The demise of a 'working-class drug ring' Lengthy probe snared 17 suburbanites

September 06, 1992|By Glenn Small | Glenn Small,Staff Writer

Roland Mazzone, the 34-year-old, Jaguar-driving manager of the Valley View Inn in Parkville, called his wife about 5 p.m. on June 24, 1991, after an apparently ordinary day at work -- unaware that police detectives had tapped his phone.

It was just one of 10,000 calls police tape-recorded during a 3 1/2 -year investigation of a cocaine ring that operated in Baltimore and Harford counties. But it was a telling conversation. It helped convince a Baltimore County jury last week that Mazzone conspired to sell large amounts of cocaine brought into Maryland from New York.

It is also a conversation that will figure significantly in Mazzone's appeal. Russell J. White, his attorney, thinks the convictions will be overturned because police shouldn't have tape-recorded conversations between a husband and wife.

On the tape, there is some family small talk, then Betty Ann Mazzone urges her husband to bring home cocaine. Mazzone says he can't, but she persists.

"Don't come home empty-handed," she says. "You find me something. That s you gave me is sugar, sugar."

"I love you, too, baby," he replies.

"Gave me sugar," she says.

"Stop the talk, Betty Ann," he says, serious now.

"Handful of sugar," she continues.

"End up you're going to be eating sugar in the penitentiary," he answers.

"Yeah," she says. "So are you."

One of them was right. Roland Mazzone, a two-time loser, faces a mandatory minimum sentence of 10 years in prison.

Ultimately, Mazzone, his wife and 15 other people, including a county firefighter, were indicted and charged in the cocaine conspiracy.
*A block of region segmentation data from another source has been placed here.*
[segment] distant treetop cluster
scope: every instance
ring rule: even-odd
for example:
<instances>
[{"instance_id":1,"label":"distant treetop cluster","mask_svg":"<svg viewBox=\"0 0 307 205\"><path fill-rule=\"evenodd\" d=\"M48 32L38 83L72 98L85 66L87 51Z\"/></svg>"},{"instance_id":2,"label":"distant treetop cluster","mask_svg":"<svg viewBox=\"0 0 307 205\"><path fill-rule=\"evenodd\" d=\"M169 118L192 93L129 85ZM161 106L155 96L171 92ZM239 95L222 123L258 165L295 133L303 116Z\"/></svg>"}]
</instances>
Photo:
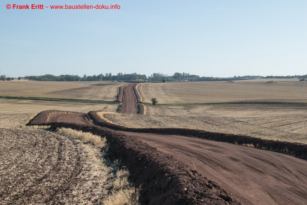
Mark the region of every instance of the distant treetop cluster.
<instances>
[{"instance_id":1,"label":"distant treetop cluster","mask_svg":"<svg viewBox=\"0 0 307 205\"><path fill-rule=\"evenodd\" d=\"M77 75L61 75L56 76L50 74L47 74L40 76L26 76L25 78L29 80L35 80L41 81L161 81L165 80L166 81L229 81L233 80L238 80L254 78L291 78L298 77L299 78L306 78L307 75L303 76L295 75L283 76L267 76L266 77L260 76L236 76L229 77L200 77L196 75L190 75L189 73L175 73L172 76L169 76L167 74L162 73L155 73L150 76L147 77L145 75L138 74L136 73L130 74L122 74L122 73L117 73L116 75L113 75L110 73L107 73L104 75L102 73L97 75L94 75L92 76L87 76L84 75L83 77L79 76ZM5 75L0 76L0 80L2 81L10 81L15 79L14 78L7 77ZM21 77L18 78L20 80Z\"/></svg>"}]
</instances>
Detectives called it "a working-class drug ring." Its members included a steamfitter, a truck driver, a grocery stock clerk, a waitress and a jeweler.

"When you think of drug dealers," said Cpl. Richard Lisko of the Baltimore County narcotics squad, "this is not the group you picture in your mind."

Police interviews, court records and trial testimony yield the story of a shoe-leather police investigation and of 17 seemingly ordinary suburbanites -- several of them close to 50 years old -- who wound up facing felony drug charges.

You could start, as police did, with Carl Briscoe. He was 47 in the spring of 1989, when an informer in Harford County, hoping to trade information for a reduced sentence, told Deputy Sheriff Douglas Verzi that Briscoe was selling cocaine.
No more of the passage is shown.